The best hope for our energy in the immediate future, the authors say, is a combination of nuclear and hydrogen.  Nuclear power would make up the shortfall in standing generation capacity that can't be met by renewables, while hydrogen fuel cells would fill the gap created by the loss of petrol to power vehicles and ships.  The authors are well aware of the problems with both these fuel sources.  Nuclear power generates wastes which need to be stored for millennia, and carries the risk of catastrophic accidents like Chernobyl and Three Mile Island (not to mention Fukushima, which happened after the book was written).  Nor is uranium unlimited.  Hydrogen fuel still has some technical problems to be solved, not least of which is tendency to explode.  Nonetheless, these appear to be the technologies with the most potential to bridge the gap.

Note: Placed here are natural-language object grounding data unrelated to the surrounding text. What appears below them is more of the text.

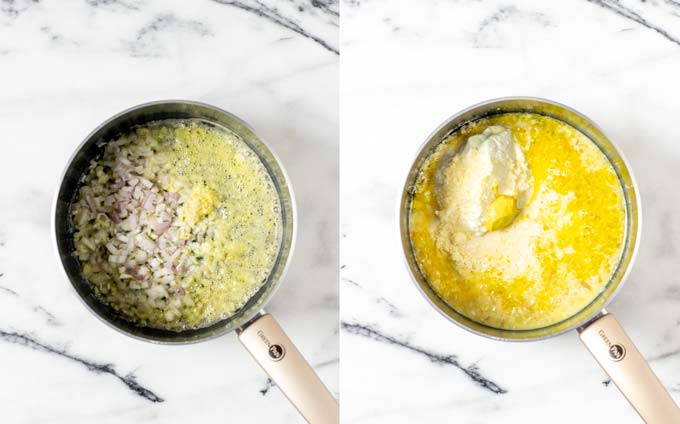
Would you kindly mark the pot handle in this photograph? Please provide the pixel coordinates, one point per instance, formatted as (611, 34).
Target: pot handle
(617, 355)
(279, 358)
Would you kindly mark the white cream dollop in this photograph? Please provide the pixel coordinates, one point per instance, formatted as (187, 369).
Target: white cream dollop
(486, 179)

What is to be done about this?  Well the authors are quite pessimistic.  In their view there will not be a smooth, pain-free transition.  We have left the task of adaptation too late, have become too dependent on fossil fuels to extricate ourselves in time.  The transition to a post-oil future will be painful, involving a great deal of suffering and conflict around the globe.  The task, as they see it, is not to avoid the collapse but to do whatever we can to reduce the amount of suffering involved, and to sow the seeds for the recovery that will come after.

This recovery, they believe, will involve us accepting a lower material standard of living than we have now.  However, they don't think this will be the disaster we fear.  All available evidence shows that more stuff doesn't make us happier.  It will involve a return to the sustainable agricultural practices of previous ages, with mixed cropping and rotation systems replacing industrial fertilisers and mono-culture.  It will involve, by necessity, more localism than we have now, with the majority of products sourced from near where we live rather than the other side of the world.

Of course not everyone is as pessimistic as Hallett and Wright about our energy transition.  In 2010 the Australian clean energy think-tank Beyond Zero Emissions published a detailed plan for converting Australia's electricity generation to 100% renewable sources by 2020, and have followed up with proposals on land management, building design and transport.  Their plan mostly relies on solar and wind generation, with a small amount of hydro and biofuel generation.  They view the costs as achievable and the technology as largely proven already.

I'm far from having the technical knowledge to judge between these viewpoints and the many others in the debate.  What both agree, though, is that change needs to happen and, indeed, that it will happen whether we like it or not.  The question is, will we shut our eyes and let it happen to us, or will we do everything in our power to manage the transition in the best way possible?